The professor and his wife of 45 years, Rinda, had just completed a wonderful weekend of six plays and traveled a lot, he said. Brewbaker still taught one course during most semesters at the university, and he also edited Innovation, a magazine of the College of Education and Health Professions.

During his tenure, he molded the careers of hundreds of English teachers who educate students in the Columbus area.

He was born in Charlottesville, Va., in 1939 to the late James Martin Brewbaker and Barbara Bailey Brewbaker. He earned a bachelor’s, master’s and doctoral degrees from the University of Virginia.
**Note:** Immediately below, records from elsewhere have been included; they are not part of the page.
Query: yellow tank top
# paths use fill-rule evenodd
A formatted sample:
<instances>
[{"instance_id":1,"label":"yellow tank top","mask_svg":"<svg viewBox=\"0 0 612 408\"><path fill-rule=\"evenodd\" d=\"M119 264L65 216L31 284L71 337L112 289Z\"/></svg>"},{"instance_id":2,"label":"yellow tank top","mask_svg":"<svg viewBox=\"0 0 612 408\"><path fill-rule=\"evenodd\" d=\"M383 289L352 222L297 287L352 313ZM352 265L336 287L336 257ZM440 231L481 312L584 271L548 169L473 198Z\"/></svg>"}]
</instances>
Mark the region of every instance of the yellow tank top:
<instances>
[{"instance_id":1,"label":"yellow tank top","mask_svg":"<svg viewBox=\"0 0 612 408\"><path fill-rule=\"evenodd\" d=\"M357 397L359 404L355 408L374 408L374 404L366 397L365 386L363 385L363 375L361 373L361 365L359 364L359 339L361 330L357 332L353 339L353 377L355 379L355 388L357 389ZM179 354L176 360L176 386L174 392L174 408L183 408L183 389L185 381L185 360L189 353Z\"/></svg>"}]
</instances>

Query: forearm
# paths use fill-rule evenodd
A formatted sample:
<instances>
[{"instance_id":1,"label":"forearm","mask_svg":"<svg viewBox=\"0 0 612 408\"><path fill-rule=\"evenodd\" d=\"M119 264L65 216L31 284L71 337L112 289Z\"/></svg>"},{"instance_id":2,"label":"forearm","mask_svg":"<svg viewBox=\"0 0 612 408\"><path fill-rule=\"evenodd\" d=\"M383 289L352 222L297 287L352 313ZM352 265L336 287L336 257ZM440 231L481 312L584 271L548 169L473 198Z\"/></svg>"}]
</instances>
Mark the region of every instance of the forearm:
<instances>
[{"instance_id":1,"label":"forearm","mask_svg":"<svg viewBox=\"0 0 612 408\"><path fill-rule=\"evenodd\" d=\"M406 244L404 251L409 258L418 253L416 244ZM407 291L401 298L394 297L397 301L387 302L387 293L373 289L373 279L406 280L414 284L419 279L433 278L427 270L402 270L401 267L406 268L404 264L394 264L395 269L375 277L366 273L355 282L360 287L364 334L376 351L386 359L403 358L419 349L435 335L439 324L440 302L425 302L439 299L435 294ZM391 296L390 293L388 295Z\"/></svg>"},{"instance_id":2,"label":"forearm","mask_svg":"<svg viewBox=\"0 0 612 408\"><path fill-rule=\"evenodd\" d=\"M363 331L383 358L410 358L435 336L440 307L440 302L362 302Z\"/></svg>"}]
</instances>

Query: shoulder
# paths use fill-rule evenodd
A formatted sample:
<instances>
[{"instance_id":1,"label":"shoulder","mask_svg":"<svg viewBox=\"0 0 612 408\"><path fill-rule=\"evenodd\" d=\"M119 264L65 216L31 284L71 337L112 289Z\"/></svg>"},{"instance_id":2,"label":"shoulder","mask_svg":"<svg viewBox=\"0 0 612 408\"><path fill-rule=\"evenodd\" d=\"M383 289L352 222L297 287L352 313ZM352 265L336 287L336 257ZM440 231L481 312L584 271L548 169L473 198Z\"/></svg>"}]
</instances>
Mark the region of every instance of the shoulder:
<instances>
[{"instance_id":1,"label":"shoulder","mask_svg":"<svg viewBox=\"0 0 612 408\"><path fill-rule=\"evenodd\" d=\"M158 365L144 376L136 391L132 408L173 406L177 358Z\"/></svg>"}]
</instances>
In addition to wife, Rinda, and son, Rogers, survivors include son, James Martin Brewbaker III of Orlando, Fla., three granddaughters and a great-grandson.

In lieu of flowers, donations may be made to his memory to St. Thomas Episcopal Church where he was a member since the early 1970s, the Wynnton Neighborhood Network, Chattahoochee Valley Episcopal Ministry or the College of Education and Health Professions designation within the Columbus State Foundation.